03-11-2013 |
La morte di un giovane ci lascia sgomenti e ci assale il dubbio se possiamo definirci un paese che ha superato i pregiudizi, restio a emettere giudizi, a condannare e a discriminare. Purtroppo mi assale il dubbio che amiamo troppo le parole e poco i fatti, che la selezione è ancora troppo parte del nostro vissuto, che persi dietro un falso perbenismo non guardiamo attentamente ciò che accade fuori di noi, intorno a noi, troppo chiusi in una cultura retrograda che lascia ai margini coloro che vengono frettolosamente etichettati come “diversi”. Dimentichi del dramma umano di chi lo vive direttamente e delle famiglie che lo subiscono, solo di fronte alla morte ci mostriamo quali dovremmo essere sempre: aperti, disponibili, rispettosi verso chi etichettiamo. È in famiglia che devono essere posti i valori di una vita comunitaria dove il rispetto indistinto per tutti ne sia il fondamento.

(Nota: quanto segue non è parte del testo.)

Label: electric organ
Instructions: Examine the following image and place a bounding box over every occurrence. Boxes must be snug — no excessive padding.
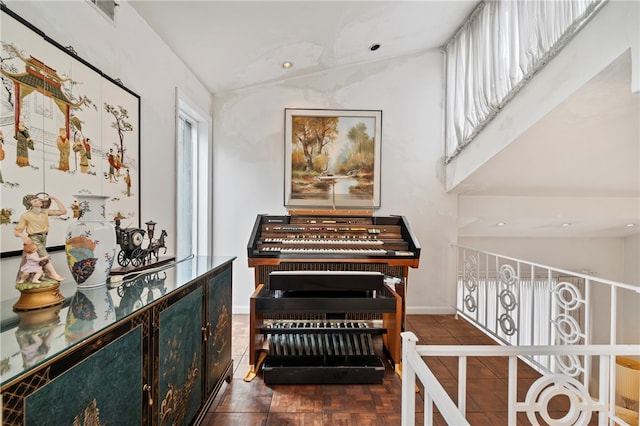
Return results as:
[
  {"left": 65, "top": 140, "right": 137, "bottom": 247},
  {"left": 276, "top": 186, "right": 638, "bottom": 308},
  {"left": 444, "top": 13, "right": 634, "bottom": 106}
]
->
[{"left": 245, "top": 212, "right": 420, "bottom": 383}]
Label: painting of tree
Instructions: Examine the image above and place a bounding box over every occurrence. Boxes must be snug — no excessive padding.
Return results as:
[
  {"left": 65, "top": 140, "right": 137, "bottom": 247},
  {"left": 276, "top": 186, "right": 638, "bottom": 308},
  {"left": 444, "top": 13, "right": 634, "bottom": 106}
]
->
[
  {"left": 285, "top": 109, "right": 381, "bottom": 208},
  {"left": 104, "top": 102, "right": 133, "bottom": 163}
]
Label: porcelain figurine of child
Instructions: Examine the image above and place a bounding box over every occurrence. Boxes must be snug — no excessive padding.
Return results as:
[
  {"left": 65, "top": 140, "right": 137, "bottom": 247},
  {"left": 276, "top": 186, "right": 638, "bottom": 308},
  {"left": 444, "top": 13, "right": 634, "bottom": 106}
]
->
[
  {"left": 14, "top": 194, "right": 67, "bottom": 281},
  {"left": 18, "top": 243, "right": 49, "bottom": 284}
]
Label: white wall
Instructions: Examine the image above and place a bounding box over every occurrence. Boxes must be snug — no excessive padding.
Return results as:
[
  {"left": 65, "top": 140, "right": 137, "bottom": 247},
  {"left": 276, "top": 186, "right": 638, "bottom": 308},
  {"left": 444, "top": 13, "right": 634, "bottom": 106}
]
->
[
  {"left": 214, "top": 52, "right": 456, "bottom": 312},
  {"left": 0, "top": 1, "right": 637, "bottom": 322},
  {"left": 458, "top": 238, "right": 625, "bottom": 282},
  {"left": 0, "top": 1, "right": 211, "bottom": 306}
]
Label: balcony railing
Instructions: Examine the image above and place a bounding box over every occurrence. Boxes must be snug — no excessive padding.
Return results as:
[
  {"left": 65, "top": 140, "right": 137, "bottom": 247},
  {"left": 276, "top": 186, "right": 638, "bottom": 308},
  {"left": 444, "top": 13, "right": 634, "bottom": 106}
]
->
[
  {"left": 402, "top": 332, "right": 640, "bottom": 426},
  {"left": 402, "top": 246, "right": 640, "bottom": 425}
]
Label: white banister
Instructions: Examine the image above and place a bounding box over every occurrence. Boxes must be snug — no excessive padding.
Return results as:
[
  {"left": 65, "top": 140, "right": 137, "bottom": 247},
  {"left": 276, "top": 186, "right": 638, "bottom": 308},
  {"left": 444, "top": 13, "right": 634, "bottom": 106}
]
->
[
  {"left": 401, "top": 331, "right": 469, "bottom": 426},
  {"left": 401, "top": 332, "right": 640, "bottom": 425}
]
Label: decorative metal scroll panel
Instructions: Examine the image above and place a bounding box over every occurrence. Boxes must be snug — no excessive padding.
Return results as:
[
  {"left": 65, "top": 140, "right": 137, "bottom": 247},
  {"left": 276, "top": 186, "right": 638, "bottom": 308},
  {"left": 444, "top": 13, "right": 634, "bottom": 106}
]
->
[{"left": 457, "top": 245, "right": 615, "bottom": 378}]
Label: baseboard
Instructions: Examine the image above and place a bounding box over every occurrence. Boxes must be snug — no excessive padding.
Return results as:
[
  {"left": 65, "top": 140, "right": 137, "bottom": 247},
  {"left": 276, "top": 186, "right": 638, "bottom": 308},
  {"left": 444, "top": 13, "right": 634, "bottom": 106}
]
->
[{"left": 406, "top": 306, "right": 456, "bottom": 315}]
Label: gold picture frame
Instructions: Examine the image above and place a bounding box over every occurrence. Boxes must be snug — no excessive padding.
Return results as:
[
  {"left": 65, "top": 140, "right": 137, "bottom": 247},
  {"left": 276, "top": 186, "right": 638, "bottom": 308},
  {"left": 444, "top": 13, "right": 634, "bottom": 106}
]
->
[{"left": 284, "top": 108, "right": 382, "bottom": 210}]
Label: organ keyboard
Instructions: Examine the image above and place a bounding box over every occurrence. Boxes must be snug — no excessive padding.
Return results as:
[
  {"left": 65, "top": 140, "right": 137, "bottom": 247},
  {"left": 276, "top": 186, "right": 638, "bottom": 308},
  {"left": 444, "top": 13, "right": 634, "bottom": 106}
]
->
[
  {"left": 247, "top": 211, "right": 420, "bottom": 378},
  {"left": 251, "top": 271, "right": 401, "bottom": 384}
]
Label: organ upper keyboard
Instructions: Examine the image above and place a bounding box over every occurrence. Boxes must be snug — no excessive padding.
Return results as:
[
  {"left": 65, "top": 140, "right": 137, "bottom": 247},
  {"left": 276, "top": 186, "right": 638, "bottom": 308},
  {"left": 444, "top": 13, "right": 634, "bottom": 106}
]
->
[{"left": 247, "top": 215, "right": 420, "bottom": 267}]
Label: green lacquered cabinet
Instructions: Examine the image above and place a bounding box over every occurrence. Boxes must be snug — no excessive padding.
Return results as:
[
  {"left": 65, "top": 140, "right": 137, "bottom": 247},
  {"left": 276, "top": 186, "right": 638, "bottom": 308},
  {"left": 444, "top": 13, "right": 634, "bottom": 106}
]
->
[
  {"left": 206, "top": 268, "right": 232, "bottom": 394},
  {"left": 0, "top": 257, "right": 234, "bottom": 426}
]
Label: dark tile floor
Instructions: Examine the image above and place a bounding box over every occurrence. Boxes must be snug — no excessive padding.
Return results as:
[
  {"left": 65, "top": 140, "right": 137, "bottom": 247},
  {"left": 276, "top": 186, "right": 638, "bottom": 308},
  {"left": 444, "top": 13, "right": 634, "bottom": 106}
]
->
[{"left": 202, "top": 315, "right": 600, "bottom": 426}]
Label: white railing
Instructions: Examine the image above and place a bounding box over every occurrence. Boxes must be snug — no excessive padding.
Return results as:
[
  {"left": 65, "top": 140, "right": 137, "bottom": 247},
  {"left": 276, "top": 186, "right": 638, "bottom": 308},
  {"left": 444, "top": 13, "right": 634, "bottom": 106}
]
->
[
  {"left": 456, "top": 246, "right": 640, "bottom": 383},
  {"left": 402, "top": 332, "right": 640, "bottom": 426}
]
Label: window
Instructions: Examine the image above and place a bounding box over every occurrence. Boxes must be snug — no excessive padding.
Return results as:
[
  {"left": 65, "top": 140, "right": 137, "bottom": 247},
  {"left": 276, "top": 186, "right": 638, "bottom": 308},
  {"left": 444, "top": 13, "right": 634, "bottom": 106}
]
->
[{"left": 176, "top": 91, "right": 213, "bottom": 259}]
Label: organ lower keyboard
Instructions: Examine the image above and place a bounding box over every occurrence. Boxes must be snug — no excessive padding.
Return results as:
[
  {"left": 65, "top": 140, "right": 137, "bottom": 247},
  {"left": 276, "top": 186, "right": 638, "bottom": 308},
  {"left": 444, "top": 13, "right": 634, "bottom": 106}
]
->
[
  {"left": 247, "top": 211, "right": 420, "bottom": 378},
  {"left": 251, "top": 271, "right": 402, "bottom": 384}
]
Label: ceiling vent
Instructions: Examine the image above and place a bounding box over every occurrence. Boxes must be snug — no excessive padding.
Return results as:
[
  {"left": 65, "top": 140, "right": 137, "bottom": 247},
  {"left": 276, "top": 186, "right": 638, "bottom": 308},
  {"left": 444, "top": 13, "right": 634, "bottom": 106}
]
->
[{"left": 89, "top": 0, "right": 119, "bottom": 22}]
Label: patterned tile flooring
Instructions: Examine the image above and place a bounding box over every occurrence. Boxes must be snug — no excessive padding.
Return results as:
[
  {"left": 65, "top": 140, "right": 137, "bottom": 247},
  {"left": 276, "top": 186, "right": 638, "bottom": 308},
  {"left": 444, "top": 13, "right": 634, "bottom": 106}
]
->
[{"left": 202, "top": 315, "right": 592, "bottom": 426}]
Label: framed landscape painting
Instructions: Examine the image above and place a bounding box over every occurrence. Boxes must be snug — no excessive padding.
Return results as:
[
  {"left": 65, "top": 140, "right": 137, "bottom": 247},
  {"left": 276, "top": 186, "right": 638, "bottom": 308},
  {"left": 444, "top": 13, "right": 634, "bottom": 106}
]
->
[{"left": 284, "top": 108, "right": 382, "bottom": 210}]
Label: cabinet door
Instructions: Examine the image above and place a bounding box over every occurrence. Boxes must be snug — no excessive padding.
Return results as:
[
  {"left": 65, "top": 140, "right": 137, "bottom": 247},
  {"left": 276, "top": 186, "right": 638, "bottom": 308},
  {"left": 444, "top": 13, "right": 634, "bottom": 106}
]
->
[
  {"left": 207, "top": 267, "right": 231, "bottom": 395},
  {"left": 24, "top": 326, "right": 143, "bottom": 426},
  {"left": 156, "top": 287, "right": 203, "bottom": 425}
]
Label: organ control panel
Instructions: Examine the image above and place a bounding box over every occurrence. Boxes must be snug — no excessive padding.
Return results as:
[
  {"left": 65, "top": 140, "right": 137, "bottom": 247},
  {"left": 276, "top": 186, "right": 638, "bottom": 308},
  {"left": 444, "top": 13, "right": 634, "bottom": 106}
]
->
[{"left": 247, "top": 215, "right": 420, "bottom": 267}]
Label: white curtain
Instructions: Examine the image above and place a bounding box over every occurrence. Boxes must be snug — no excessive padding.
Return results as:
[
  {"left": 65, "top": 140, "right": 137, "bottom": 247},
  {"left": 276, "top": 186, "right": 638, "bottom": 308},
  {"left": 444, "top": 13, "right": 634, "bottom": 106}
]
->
[{"left": 445, "top": 0, "right": 606, "bottom": 163}]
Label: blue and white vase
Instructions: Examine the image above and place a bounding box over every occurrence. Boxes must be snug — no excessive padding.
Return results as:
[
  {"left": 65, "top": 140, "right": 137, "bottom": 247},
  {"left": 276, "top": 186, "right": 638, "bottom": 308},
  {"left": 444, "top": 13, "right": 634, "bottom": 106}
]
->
[{"left": 64, "top": 194, "right": 116, "bottom": 288}]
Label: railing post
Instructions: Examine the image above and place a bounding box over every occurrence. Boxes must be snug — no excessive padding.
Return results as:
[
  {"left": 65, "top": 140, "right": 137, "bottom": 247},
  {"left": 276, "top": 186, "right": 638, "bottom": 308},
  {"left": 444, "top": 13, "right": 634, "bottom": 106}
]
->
[{"left": 400, "top": 331, "right": 418, "bottom": 426}]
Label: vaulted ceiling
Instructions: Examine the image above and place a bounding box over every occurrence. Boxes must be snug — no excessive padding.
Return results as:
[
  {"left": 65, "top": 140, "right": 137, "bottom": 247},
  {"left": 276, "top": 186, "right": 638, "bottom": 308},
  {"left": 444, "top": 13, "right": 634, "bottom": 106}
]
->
[{"left": 131, "top": 0, "right": 640, "bottom": 237}]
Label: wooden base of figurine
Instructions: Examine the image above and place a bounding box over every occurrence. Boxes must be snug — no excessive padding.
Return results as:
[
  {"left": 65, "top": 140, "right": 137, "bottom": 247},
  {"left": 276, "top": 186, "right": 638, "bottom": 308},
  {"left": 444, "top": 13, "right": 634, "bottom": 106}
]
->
[
  {"left": 13, "top": 280, "right": 64, "bottom": 311},
  {"left": 16, "top": 304, "right": 62, "bottom": 331},
  {"left": 109, "top": 256, "right": 176, "bottom": 275}
]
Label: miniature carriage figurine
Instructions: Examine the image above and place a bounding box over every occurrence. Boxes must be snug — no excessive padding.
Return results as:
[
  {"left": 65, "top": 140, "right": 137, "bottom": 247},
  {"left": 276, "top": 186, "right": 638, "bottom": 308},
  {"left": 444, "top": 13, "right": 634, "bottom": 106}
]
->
[{"left": 115, "top": 218, "right": 167, "bottom": 268}]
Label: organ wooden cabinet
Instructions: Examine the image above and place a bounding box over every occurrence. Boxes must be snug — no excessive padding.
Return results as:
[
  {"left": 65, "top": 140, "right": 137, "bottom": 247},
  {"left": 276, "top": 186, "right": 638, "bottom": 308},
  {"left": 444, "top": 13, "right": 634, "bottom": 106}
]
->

È la scuola il luogo dove in continuità e insieme con la famiglia va affrontato il problema di ciò che chiamiamo “diverso”. Il tempo speso con gli studenti di ogni età, per parlare e per confrontarsi su problemi sociali, è il cardine di ogni educazione che miri a una crescita basata sui veri valori della vita quali la comunanza e la comunicazione corretta, per realizzare cambiamenti e per una crescita sociale. Ma punto forte in tale contesto devono essere anche e in eguale misura la politica e i mezzi di informazione che possono e che devono essere di sostegno a un’educazione che altrimenti, troppo spesso rischia di essere fuorviante.
Sono stata insegnante, ancora mi sento in tale ruolo, e come tale rivolgo a tutti un appello accorato.